Be yourself. People can smell fake from a mile away. Share your honest life—the mess. That's the magic.
Prioritize their privacy. Set boundaries early. Decide what you will and won't share. Their privacy is sacred. I don't use their names, minimize face content, and never discuss anything that could embarrass them.
Multiple revenue sources. Don't rely on just one platform or one way to earn. The algorithm is unreliable. Multiple streams = safety.
Film multiple videos. When you have free time, film multiple videos. Next week you will appreciate it when you're unable to film.
Connect with followers. Respond to comments. Reply to messages. Build real relationships. Your community is your foundation.
Monitor what works. Some content isn't worth it. If something takes four hours and flops while something else takes 20 minutes and gets 200,000 views, adjust your strategy.
Self-care matters. You can't pour from an empty cup. Unplug. Set boundaries. Your health matters more than anything.
Be patient. This requires patience. It took me eight months to make real income. Year one, I made barely $15,000. The second year, $80,000. Year 3, I'm hitting six figures. It's a long game.
Remember why you started. On difficult days—and there will be many—think about your why. For me, it's financial freedom, being present, and showing myself that I'm more than I believed.
Real Talk Time
Listen, I'm not going to sugarcoat this. This life is difficult. So damn hard. You're running a whole business while being the single caregiver of tiny humans who need you constantly.
Many days I second-guess this. Days when the negativity affect me. Days when I'm completely spent and questioning if I should go back to corporate with insurance.
But then suddenly my daughter shares she loves that I'm home. Or I see my bank account actually has money in it. Or I see a message from a follower saying my content changed her life. And I remember my purpose.
Where I'm Going From Here
A few years back, I was broke, scared, and had no idea what to do. Today, I'm a full-time content creator making more than I imagined in my old job, and I'm there for my kids.
My goals moving forward? Get to half a million followers by year-end. Create a podcast for solo parents. Possibly write a book. Expand this business that gives me freedom, flexibility, and financial stability.
Content creation gave me a lifeline when I needed it most. It gave me a way to provide for my family, show up, and build something I'm genuinely proud of. It's not the path I expected, but it's where I belong.
To every single mom out there considering this: You can. It won't be easy. You'll doubt yourself. But you're already doing the hardest job in the world—raising humans alone. You're powerful.
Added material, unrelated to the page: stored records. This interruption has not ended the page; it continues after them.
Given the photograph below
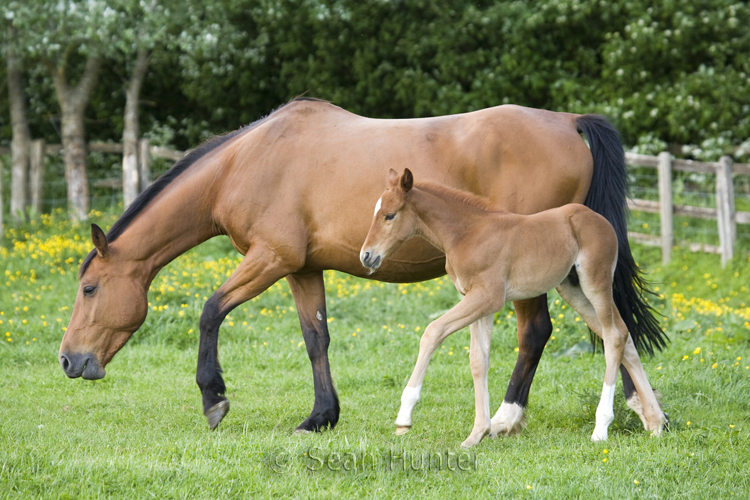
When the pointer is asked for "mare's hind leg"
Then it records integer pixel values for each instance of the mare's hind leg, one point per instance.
(534, 330)
(308, 291)
(259, 269)
(474, 305)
Start imperfect. Be consistent. Keep your boundaries. And don't forget, you're more than just surviving—you're changing your life.
Time to go, I need to go record a video about the project I just found out about and nobody told me until now. Because that's the reality—making content from chaos, one TikTok at a time.
Honestly. This path? It's worth it. Even when I'm sure there's old snacks in my keyboard. That's the dream, mess included.